Makes sense, thanks.

I wonder if we are approaching getting a historical record of the runs in a roundabout way (for the specific information we hope to retain and learn from a run history). I know the DAG run history is nice because it just exists automatically and feels implicit, but could the batched update history be recorded elsewhere? If we pushed batched update history to a different location, we wouldn't need to make it so awkward to do manual runs, and it might even be easier to understand the history at a glance (we can give every run a meaningful name, perhaps output interesting information about the number of affected records directly into the history, instead of needing to dig into the logs). It could be a good idea if this history incorporated (or was itself incorporated into) a broader history of transformations to the data model and data set itself.
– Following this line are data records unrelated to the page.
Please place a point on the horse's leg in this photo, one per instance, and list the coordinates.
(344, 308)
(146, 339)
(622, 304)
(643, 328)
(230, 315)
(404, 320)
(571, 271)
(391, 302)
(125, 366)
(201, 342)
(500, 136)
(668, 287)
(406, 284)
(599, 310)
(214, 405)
I also wanted to ask about whether concurrency would need special consideration. Is there any at all? The existing batched update DAG allows 10 concurrent runs. Would these need to be split between the automated and manual dags?

AetherUnbound commented 3 days ago

Your question about an execution log actually came up during the monthly priorities meeting this last month, which is what prompted the creation of this issue:

A number of issues around possible changes to the batched update, including splitting manual & automated runs into separate DAGs, increased reporting for manually run batched updates, a document defining how batched updates should be run, and possibly a document which serves as an “execution log” for batched updates (we might be able to use airflow directly for this, especially if we split the runs out).

Splitting these runs out into two separate DAGs is the easiest way, right now, to separate this information and make it simpler to access going forward. There's a difference between the automated, regular updates to the database (e.g. popularity refresh, maybe dead link ETL down the line) and updates that we perform manually to correct something. Having separation of those not only the way we look back at histories but also in Airflow itself would be useful, hence the creation of separate DAGs. I'm not against also having the manual runs documented somewhere else, too!

The concurrency is a good question too. It's hard to manage concurrency in a simple way because we can't be certain which batched updates might be conflicting unless we force batched updates to operate by provider as well and manage concurrency that way (or similar). Given the regularity of the automated updates, and the irregularity of the manually triggered updates, I think having the same concurrency for each DAG is fine.